Independence Energy, L.L.C. entered into a definitive agreement to acquire Contango Oil & Gas Company (NYSEAM:MCF) for approximately $220 million in a reverse merger transaction on June 7, 2021. Contango shareholders will receive Class A common stock representing voting and economic rights in the new parent company while Independence's owners will receive Class B common stock representing voting rights in the new parent company and corresponding limited liability company units representing economic interests in the new company. As part of the transaction, KKR will receive a special class of non-economic preferred stock. On completion, Independence shareholders will own 76% and Contango stockholders will own 24% of the combined company. Also, KKR will own approximately 17% of the combined company when it will forfeit the preferred stock if its retained common stock in the business drops below 50% of this initial ownership, subject to certain performance thresholds after the company's third annual shareholders meeting. The new company at closing will have an “Up-C” structure. In a related transaction, the combined company will enter into a management services agreement with a newly formed KKR subsidiary to become the manager of the combined company. The combined company will be headquartered in Houston and expects to operate under a new name and ticker symbol and will seek a listing on the New York Stock Exchange. Contango Oil & Gas Company will pay a termination fee of $33.4 million.

The combined business will be managed by KKR's Energy Real Assets team and led by David Rockecharlie, Head of KKR Energy Real Assets, who will serve as Chief Executive Officer, Brandi Kendall will be Chief Financial Officer, Todd Falk will be Chief Administrative Officer, Ben Conner and Clay Rynd will be Executive Vice Presidents and Claire Farley will be a Board member. Contango's Chairman and largest shareholder, John Goff, will be Chairman of the Board of Directors of the combined company. Contango's senior leadership, including Chief Executive Officer, Wilkie Colyer and President Farley Dakan, will continue managing Contango as an operating subsidiary of the combined company. The Board of Directors of the combined company will be designated by KKR as the holder of the preferred stock and will consist of nine directors with two directors designated by Contango and seven directors designated by KKR. The combined company will be headquartered in Huston, Texas. As of July 29, 2021, Independence Energy, L.L.C. filed a registration statement on Form S-4.

The merger is subject to the approval of Contango shareholders, certain regulatory approvals, waiting period applicable to the transactions under the HSR Act will have been terminated or will have expired, the registration statement of which this document forms a part will have been declared effective by the SEC under the Securities Act, the shares of New PubCo Class A common stock issuable to the holders of shares of Contango common stock pursuant to the transaction agreement will have been authorized for listing on a nationally recognized stock exchange, upon official notice of issuance and satisfaction of other customary closing conditions.

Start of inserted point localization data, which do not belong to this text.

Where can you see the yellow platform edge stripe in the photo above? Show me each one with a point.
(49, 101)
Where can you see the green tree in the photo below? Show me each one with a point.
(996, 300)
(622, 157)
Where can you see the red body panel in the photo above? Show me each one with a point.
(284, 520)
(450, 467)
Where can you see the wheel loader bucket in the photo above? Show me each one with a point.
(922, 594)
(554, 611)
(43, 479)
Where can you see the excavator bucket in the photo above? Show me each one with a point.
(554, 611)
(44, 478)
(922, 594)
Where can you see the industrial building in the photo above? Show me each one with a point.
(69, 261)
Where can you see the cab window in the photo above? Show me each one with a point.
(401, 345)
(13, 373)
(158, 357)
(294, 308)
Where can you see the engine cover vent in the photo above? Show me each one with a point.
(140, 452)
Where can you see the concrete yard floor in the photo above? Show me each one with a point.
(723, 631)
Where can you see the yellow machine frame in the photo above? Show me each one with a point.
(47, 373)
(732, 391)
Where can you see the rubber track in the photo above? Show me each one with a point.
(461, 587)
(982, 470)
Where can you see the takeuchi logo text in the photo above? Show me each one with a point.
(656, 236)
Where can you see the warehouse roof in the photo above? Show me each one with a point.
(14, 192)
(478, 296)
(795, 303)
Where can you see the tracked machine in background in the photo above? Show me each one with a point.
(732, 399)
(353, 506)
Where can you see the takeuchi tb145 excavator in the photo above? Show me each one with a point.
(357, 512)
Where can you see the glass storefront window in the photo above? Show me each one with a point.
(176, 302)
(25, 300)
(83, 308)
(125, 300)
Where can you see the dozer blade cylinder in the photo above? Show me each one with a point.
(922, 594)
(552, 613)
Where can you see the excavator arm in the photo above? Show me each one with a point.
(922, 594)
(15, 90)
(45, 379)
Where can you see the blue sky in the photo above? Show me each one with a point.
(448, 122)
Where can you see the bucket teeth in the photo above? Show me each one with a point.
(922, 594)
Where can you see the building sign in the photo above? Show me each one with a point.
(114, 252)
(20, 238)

The merger was unanimously approved by both companies' Boards of Directors. The transaction is expected to close late in the third quarter or early in the fourth quarter of 2021. As of July 26, 2021, the transaction is expected to close in second half of 2021. As of November 3, 2021, the transaction is expected to close on or about December 7, 2021, subject to approval of the business combination by Contango's shareholders and the satisfaction of other customary closing conditions. Contango Oil & Gas Company shareholders meeting is scheduled to be held on December 6, 2021. The deal to be expected to be accretive to Contango's cash flow per share by about 15% in 2021 and about 50% in 2022.

Following completion of the business combination, New PubCo is expected to be renamed Crescent Energy Company with its Class A common stock expected to be listed on the NYSE under the symbol “CRGY.”

Jefferies LLC is serving as lead financial advisor to Contango, and Gibson, Dunn & Crutcher LLP is serving as legal counsel. Wells Fargo Securities LLC is serving as financial advisor to Independence, and Keith Fullenweider, Douglas McWilliams, David D'Alessandro, John Lynch, Lina Dimachkieh, Bryan Loocke, Sean Becker and Matt Dobbins of Vinson & Elkins LLP is serving as legal counsels. Innisfree M&A Incorporated acted as information agent to Contango. Innisfree M&A Incorporated will receive an estimated advisory fee of $0.03 million. The engagement letter between Contango and Jefferies provides for a transaction fee of $13 million, approximately $10 million of which is contingent upon consummation of the Contango Merger. No portion of the opinion fee was contingent on the conclusion expressed in Jefferies' opinion.

Independence Energy, L.L.C. completed the acquisition of Contango Oil & Gas Company (NYSEAM:MCF) in a reverse merger transaction on December 7, 2021.